Last year, Meenakshi combined her entrepreneurial and artistic selves to come up with 12 paintings for which she sought no money herself. Instead, she asked buyers to hand over $150 to an American charity of their choice that is not politically affiliated. In an environment of increasing political polarisation in the US, Meenakshi’s endeavour was a “project of trust between artist and buyer”. Despite her initial self-doubt, all the paintings were sold out.
“As an artist, I don’t seek validation, I want to be organically discovered,” asserts Meenakshi. For those who happen to chance upon her work, it is difficult to look away. It is equally difficult to decide where to look. The vigorous interplay of designs, patterns and colours has an overwhelming, even hypnotic appeal. No wonder Meenakshi “loves details” and is “obsessive and compulsive” about her art, dedicating at least 120 hours to each painting.
“I’m calling my current series ‘2-Faced’. It’s an expression of how I grapple with my Indian identity and the choices I make. My husband says that I can be a chameleon,” laughs Meenakshi. For someone who has spent a lot of time thinking she is “a misfit and an outlier”, Meenakshi was recently told by Richard that, “on the contrary, you fit in everywhere”. “Why did you take so long to tell me that?” was Meenakshi’s response!
‘Contentment for me isn’t a happy or safe place’

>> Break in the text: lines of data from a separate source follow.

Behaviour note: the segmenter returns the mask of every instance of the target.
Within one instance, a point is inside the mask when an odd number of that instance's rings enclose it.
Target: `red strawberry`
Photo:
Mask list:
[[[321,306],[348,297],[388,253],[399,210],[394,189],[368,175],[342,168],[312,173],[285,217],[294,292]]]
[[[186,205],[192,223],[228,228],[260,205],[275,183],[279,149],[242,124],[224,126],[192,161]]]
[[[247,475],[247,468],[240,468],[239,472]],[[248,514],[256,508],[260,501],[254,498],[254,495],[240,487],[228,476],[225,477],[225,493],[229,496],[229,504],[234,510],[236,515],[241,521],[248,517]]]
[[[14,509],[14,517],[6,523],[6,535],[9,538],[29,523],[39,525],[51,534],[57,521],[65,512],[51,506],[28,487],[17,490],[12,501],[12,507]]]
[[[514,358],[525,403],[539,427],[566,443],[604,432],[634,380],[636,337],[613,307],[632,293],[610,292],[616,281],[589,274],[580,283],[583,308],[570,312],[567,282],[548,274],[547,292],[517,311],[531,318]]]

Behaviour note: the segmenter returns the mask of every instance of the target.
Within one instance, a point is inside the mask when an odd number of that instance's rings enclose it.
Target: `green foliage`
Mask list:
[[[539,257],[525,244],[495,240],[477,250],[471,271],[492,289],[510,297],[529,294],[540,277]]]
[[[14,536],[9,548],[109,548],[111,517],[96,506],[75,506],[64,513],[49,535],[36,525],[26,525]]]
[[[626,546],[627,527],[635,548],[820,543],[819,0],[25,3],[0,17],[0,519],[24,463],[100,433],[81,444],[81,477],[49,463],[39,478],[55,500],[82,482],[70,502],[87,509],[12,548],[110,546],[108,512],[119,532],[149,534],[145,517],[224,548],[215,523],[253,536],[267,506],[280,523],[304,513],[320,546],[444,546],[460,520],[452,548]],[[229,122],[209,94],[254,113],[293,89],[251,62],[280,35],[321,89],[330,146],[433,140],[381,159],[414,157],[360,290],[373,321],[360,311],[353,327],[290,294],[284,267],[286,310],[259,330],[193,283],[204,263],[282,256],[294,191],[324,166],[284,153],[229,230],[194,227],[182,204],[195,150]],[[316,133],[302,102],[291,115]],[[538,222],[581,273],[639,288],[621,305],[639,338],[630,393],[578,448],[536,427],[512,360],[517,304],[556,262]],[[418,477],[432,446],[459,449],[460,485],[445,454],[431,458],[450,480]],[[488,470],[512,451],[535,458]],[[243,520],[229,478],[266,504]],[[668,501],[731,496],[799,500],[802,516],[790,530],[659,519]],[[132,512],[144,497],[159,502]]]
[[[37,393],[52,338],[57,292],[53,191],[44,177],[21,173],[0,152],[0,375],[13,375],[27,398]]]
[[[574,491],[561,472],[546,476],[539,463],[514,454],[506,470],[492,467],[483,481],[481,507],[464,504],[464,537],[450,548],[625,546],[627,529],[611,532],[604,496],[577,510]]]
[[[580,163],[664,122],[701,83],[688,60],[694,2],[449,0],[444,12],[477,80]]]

Meenakshi with her mother and husband at an art museum in Miami
In the immediate future, Meenakshi has plans of travelling to India with her family and friends, not least because she is working on I Wish I Were a Tribal Women, a children’s book, her reward for winning a grant at Booth, which documents the story of the indigenous people of India through its women. Previously, Meenakshi has worked on multiple social impact projects, both as voice artist and documentarian, covering everything from human trafficking to the story of the Kutch-Pathan tribes. As much as her book is about generating awareness, it is also deeply personal. She wants to dedicate the book to her father, who had first introduced her to the work and culture of the tribals from Odisha.
When she is not painting or giving career advice, Meenakshi enjoys running, kayaking and cooking. Photography is another one of her avocations, but based on a strict principle that she has to click with the phone and must not edit anything. In March, she was in Bali, where she connected with a fourth generation wood carver interested in collaborating with and converting her paintings into masks and bringing them to three-dimensional life.
Meenakshi’s self-effacing nature and love for challenges mean that even if she is occasionally confused, she is never complacent. When acclimatising to a new setting, be it geographical or professional, she invariably understands more about herself in the process. “Contentment for me isn’t a happy or safe place. I want to keep knowing how to get out of my comfort zone, how to find equilibrium by doing new things,” says Meenakshi, whose refreshing approach to life is “always about opening more doors”. As of now, several doors stand open, waiting for Meenakshi to blaze through them and leave her trail.